Credit Score Composition
The Fair, Isaacs Corporation, commonly referred to as FICO, developed an algorithm that all three major credit agencies use to calculate a credit score. The terms FICO and credit scores are interchangeable. The FICO method reviews five different categories, with each category weighted.
- Payment History 35%
- Available Credit 30%
- Length of Credit 15%
- Types of Credit 10%
- Credit Inquiries 10%
The category that affects a credit score the most belongs to the payment history of the borrower. The scoring algorithm determines that if the borrower's payments were made on time and if they weren't, how late were they? Late payments are noted in terms of more than 30 days late, more than 60 and more than 90. If a payment is more than 30 days late, the scores will drop. If a made payment is more than 60 days late, the scores fall even more. More than 90? Further still.
This category accounts for more than one-third of the total credit score and late payments will impact the score more than any single category. If an account is not paid and it goes into collection or charged off? Credit scores plummet.
This category, carrying 30 percent of the credit score load, is an interesting one. The definition of available credit is the amount of outstanding credit accounts compared to the credit limit assigned to the account and expressed as a percentage.
For example, a credit card has a $5,000 balance and a $10,000 credit line. The amount borrowed is equal to 50 percent of the line of credit extended. For a $1,000 outstanding balance, the percentage is 10 percent, and so on.
The ideal amount appears to be approximately 30 percent of the credit limit. In this example, the ideal balance that will increase credit scores is $3,000. It's interesting to note here, that scores actually improve whereas an account with a zero balance will have little to no impact. If you think about that, it makes sense. How can a creditor evaluate your credit if you've never charged anything?

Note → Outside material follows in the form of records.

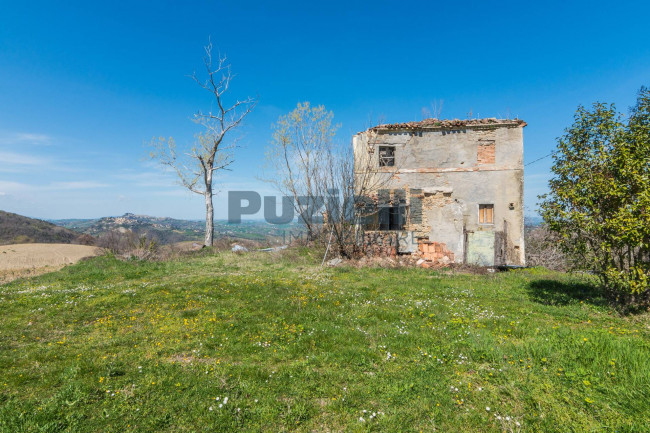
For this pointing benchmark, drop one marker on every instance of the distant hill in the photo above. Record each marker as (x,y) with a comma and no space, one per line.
(18,229)
(169,230)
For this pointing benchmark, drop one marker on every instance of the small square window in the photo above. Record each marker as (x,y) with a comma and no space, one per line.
(386,156)
(486,214)
(392,217)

As the balance however increases, the credit scores will be affected. If the balance goes and stays at 50 percent, credit scores will fall. If the balance goes to and remains at 80 percent, scores fall further still and severely damaged if the loan balance exceeds the credit line, even if temporarily.
The Fast Path
The fastest way to repair credit scores for a VA loan is to concentrate on the first two categories, which make up 65 percent of the total score. There's nothing one can do to affect the Length of Credit portion except wait. Those with good credit over an extended period will have better scores than new borrowers. The remaining two each make for just 10 percent of the score.
First, make sure all credit payments are made on the due date or at least not more than 30 days past the due date. Second, pay outstanding credit balances down to 30 percent of the available credit. By paying attention to these two categories, soon the credit scores will rise enough to qualify for a VA Home Loan.